The AIC for the LH 2.4, 2.4.1, and 2.4.2 differs from the LH 2.2 in that the reversible motor is replaced by a solenoid. The coil receives pulse signals from the ECU. When activated, the coil overcomes a mechanical spring that keeps the valve closed. This allows a specific volume of air to flow past the throttle butterfly in the intake manifold. In the event of a fault, the opening pulses terminate and the spring pulls the valve to the end position. The air flow through the valve in this position (Limp Home) is greater than during normal operating conditions. This gives an idle speed of 1,200 to 1,500 rpm.
Air Mass Meter
The air mass meter is usually mounted some distance from the intake valves rather than directly on the engine manifold. Any air that enters the intake system between the meter and the valves is UNMEASURED AIR. Therefore, the engine gets no fuel to match that air. The result can be lean mixtures that can cause hard starting, rough idle, low CO, and stumbling. This is why people always say to check for any vacuum leaks first as this is relatively easy compared to some of the other test procedures and you may find your problem right away. Additionally, turbos have a bad habit of blowing these hose connections apart under high boost.
The air mass meter depends on the measurement of current flowing through heated wires to measure air flow. It is also known as the hot-wire sensor because of its heated wire design, hence the 'H' in LH. In the unlikely event that a wire should break, the warm engine runs, though without fuel compensation, in a 'Limp-Home' mode. For 'Limp-Home' operation, injector pulse time is fixed. For any rpm above idle, the ECU is programmed to deliver fixed pulses, typically 7.5 milliseconds.
The air mass meter works by measuring the air mass, or weight, so it requires no correction for changes in density due to temperature or altitude. The hot wire system depends on the measurement of the cooling effect of the intake air moving across the heated wires. With a small movement of air past the heated wires, the cooling effect is small. With more air moving past the heated wires, the cooling effect is greater. LH control circuits use this effect to measure how much air passes the LH hot wire.
The LH hot wire is found within the air passage tube of the air mass meter and is made of a platinum filament. The hot wire is heated to a specific temperature differential above the incoming air when the ignition is turned on (the differential is measured in degrees Celsius).

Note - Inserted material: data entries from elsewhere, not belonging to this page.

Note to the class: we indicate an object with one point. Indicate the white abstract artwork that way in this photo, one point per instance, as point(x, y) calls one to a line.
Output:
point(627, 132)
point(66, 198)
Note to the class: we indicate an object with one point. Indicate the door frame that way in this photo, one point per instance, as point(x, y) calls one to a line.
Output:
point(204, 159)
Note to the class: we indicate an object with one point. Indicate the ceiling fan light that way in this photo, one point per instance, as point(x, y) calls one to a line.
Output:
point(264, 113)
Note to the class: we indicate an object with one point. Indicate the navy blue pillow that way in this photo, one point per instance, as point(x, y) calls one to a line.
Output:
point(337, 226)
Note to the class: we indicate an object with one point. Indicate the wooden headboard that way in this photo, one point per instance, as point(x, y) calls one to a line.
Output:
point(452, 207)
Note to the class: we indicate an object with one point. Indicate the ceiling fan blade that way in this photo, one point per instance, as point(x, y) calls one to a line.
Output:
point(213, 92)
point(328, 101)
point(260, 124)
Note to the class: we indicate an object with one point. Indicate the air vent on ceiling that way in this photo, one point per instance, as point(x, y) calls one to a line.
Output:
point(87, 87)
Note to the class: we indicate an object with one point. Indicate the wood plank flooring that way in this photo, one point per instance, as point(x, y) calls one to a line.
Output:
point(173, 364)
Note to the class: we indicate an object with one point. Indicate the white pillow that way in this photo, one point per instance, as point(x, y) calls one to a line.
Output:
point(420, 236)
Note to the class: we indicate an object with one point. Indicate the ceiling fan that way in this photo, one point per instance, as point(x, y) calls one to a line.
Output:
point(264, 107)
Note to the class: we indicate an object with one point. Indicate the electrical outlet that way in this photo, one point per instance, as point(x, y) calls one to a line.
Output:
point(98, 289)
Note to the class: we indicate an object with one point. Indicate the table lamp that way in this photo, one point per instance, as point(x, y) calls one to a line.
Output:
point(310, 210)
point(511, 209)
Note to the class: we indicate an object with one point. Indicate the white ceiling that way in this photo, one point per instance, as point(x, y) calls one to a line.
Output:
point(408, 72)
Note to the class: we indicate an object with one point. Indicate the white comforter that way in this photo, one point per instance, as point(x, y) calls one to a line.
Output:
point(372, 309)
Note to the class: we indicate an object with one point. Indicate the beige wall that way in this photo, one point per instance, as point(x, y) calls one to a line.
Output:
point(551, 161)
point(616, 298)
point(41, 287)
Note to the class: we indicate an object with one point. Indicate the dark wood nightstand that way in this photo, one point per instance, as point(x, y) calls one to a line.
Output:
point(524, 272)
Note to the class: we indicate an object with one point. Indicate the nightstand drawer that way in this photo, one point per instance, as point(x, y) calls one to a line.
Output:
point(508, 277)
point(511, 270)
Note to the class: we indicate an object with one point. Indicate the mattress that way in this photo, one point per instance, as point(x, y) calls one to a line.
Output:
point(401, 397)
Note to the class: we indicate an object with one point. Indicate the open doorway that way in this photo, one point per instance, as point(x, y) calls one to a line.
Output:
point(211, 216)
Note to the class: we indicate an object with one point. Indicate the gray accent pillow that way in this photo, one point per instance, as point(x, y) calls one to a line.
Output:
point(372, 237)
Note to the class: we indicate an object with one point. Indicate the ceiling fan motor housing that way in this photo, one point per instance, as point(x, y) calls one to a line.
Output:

As soon as the air flows over the wire, the wire is cooled. The control circuits then apply more voltage to keep the wire at the original temperature differential (100 degrees C). For example, if the air is at freezing, 32F (0C), the wire will be heated to 212F (100C). On a hot day, if the air is at 86F (30C), the control circuits heats the wire to the same 212F (100C) difference to 266F (130C). This creates a voltage signal which the ECU monitors - the greater the air flow and wire cooling, the greater the signal. These signals are transmitted from the air mass meter to the ECU as follows:
Since the filament is located in the inlet duct, it becomes dirty and loses its sensitivity over time, which affects measurement accuracy. To ensure a clean sensor, the control system will heat the wire red hot for about one second, hot enough to burn-off any dirt. However, there is no burn-off unless the engine has run above 3000 rpm and attained a engine temperature of 150F (65.6C). This burn-off function takes place 20 seconds (4 seconds for the LH 2.2) after the engine has been switched off.
Vacuum and Related Sensors
Vacuum leaks can be caused by any loose clamp or gasket, or by any slit in the flexible intake hose or vacuum hoses. The vacuum hoses are the small black hoses running from various ports on the manifold to points on the engine such as the fuel pressure regulator, the crankcase vent fitting and/or valve, the distributor vacuum control, heater control vacuum tank, the fuel evaporation control canister, the 'hooter' valve, etc. The crankcase ventilation system evacuates crankcase gases through the throttle body.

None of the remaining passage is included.